Malgré une édition 2025 très fréquentée du salon SITEVI à Montpellier, la crise de la filière viticole se fait sentir chez les fournisseurs.
Michèle TREVOUX
REPORTAGE. Secoués par ricochet par la crise viticole, les fournisseurs de la filière se préparent à une année difficile. Témoignages à Montpellier depuis le SITEVI, salon international pour les filières viticole, vinicole, oléicole et arboricole, qui ferme ses portes ce 27 novembre au soir.
« On s’attendait à pire. Finalement, nous avons eu une bonne fréquentation et pu concrétiser certaines affaires ». Sur le stand de Pellenc, Philippe Astoin, directeur commercial de ce constructeur provençal de matériel viticole et oenologique, n’est pas mécontent de ses deux premières journées sur le SITEVI, qui s’est déroulé du 25 au 27 novembre à Montpellier.
Il ne cache pas pour autant son inquiétude quant à la crise que traverse la filière viticole. L’entreprise, qui réalise 80 % de son chiffre d’affaires en viticulture, a déjà accusé le coup en 2024 avec un chiffre d’affaires en retrait. En 2025, il devrait rester stable mais loin des objectifs fixés à la hausse suite à la mise en service d’une nouvelle usine au Portugal.

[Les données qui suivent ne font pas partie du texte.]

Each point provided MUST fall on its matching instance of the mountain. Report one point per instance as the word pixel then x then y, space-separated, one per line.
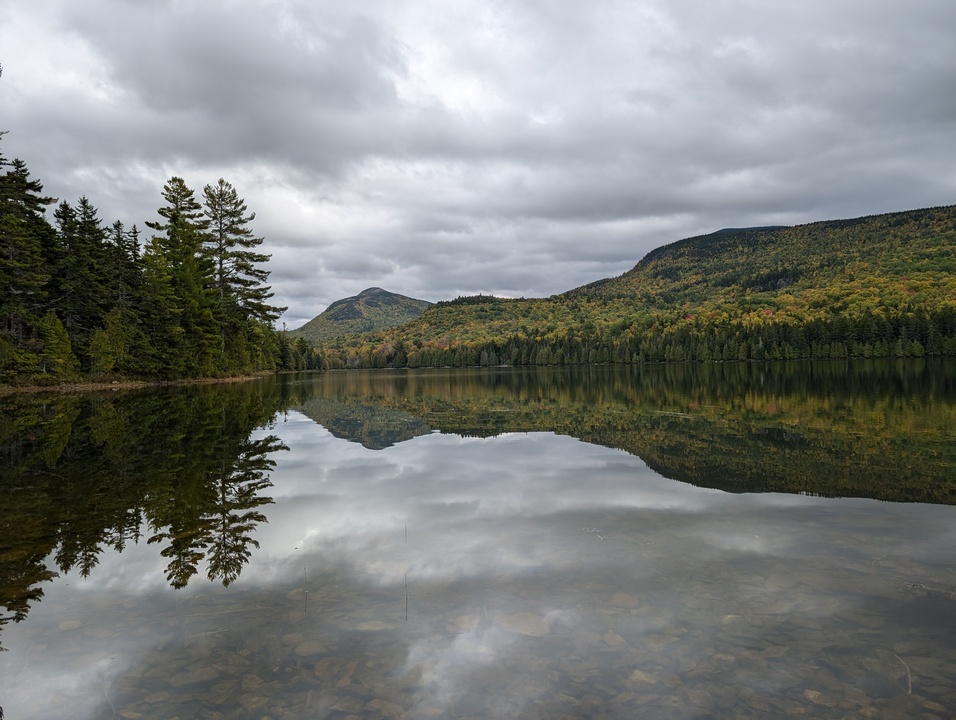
pixel 876 286
pixel 371 310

Les ventes de machines à vendanger divisées par deux
« C’est la viticulture mondiale qui est en crise, souligne Philippe Astoin. Il y a trois ans, il se vendait 1 200 machines à vendanger par an dans le monde. Aujourd’hui, c’est 650. La crise viticole a mis un coup de frein aux investissements. »
Et le nouveau plan d’arrachage annoncé par la ministre de l’Agriculture cette semaine n’est pas pour le rassurer : « 100 hectares de vigne arrachés, c’est une machine à vendanger en moins », déplore-t-il.

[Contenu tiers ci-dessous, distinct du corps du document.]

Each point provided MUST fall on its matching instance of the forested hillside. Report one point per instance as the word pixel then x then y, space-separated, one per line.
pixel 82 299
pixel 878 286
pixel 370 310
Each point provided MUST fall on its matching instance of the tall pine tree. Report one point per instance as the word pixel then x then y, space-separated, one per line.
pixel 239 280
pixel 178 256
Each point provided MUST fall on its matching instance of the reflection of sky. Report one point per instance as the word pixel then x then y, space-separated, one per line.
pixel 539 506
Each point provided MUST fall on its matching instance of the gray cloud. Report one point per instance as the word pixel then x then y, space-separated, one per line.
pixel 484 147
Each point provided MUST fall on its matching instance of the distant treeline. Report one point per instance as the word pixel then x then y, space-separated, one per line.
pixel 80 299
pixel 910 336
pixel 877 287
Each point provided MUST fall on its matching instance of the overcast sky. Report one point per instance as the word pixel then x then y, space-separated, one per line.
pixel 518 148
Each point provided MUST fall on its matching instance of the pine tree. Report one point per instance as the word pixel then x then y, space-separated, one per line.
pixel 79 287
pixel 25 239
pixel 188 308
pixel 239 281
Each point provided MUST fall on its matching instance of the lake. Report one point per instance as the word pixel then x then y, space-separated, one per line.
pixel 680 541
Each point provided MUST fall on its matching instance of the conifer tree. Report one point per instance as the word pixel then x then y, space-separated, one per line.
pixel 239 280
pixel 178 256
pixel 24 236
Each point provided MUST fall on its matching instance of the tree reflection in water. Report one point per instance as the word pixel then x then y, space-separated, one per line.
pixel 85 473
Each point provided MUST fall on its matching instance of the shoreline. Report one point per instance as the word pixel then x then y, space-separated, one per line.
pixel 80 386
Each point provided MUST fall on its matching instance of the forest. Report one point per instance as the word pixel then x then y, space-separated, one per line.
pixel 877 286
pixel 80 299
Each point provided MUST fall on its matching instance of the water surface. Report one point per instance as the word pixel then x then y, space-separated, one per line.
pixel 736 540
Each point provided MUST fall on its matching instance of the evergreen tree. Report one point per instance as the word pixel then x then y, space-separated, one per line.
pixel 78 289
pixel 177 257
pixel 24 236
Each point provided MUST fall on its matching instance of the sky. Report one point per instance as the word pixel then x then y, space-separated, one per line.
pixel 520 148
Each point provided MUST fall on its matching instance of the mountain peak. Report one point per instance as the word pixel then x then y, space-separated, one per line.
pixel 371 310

Pour passer ce cap difficile, l’entreprise basée à Pertuis, accélère sa diversification en arboriculture et oléiculture. Elle s’attache à proposer à ses clients viticulteurs des solutions pour s’adapter au marché - comme Smart Winelyse, un dispositif de désalcoolisation partielle des vins - ou pour gagner en précision dans le réglage des machines à vendanger avec un système qui permet d’ajuster les paramètres de la tête de récolte à partir d’un smartphone.
Le pépiniériste VCR France accuse également le coup. En 2025, les commandes ont chuté de 20 %. Le directeur Loïc Breton commente la situation depuis son stand : « Pour la prochaine campagne, on a anticipé et réduit nos greffages de 10 à 15 %. Les viticulteurs sont inquiets, ils hésitent à investir. L’an dernier, nous avons également eu beaucoup d’annulations de commandes à cause du temps pluvieux lors des plantations ».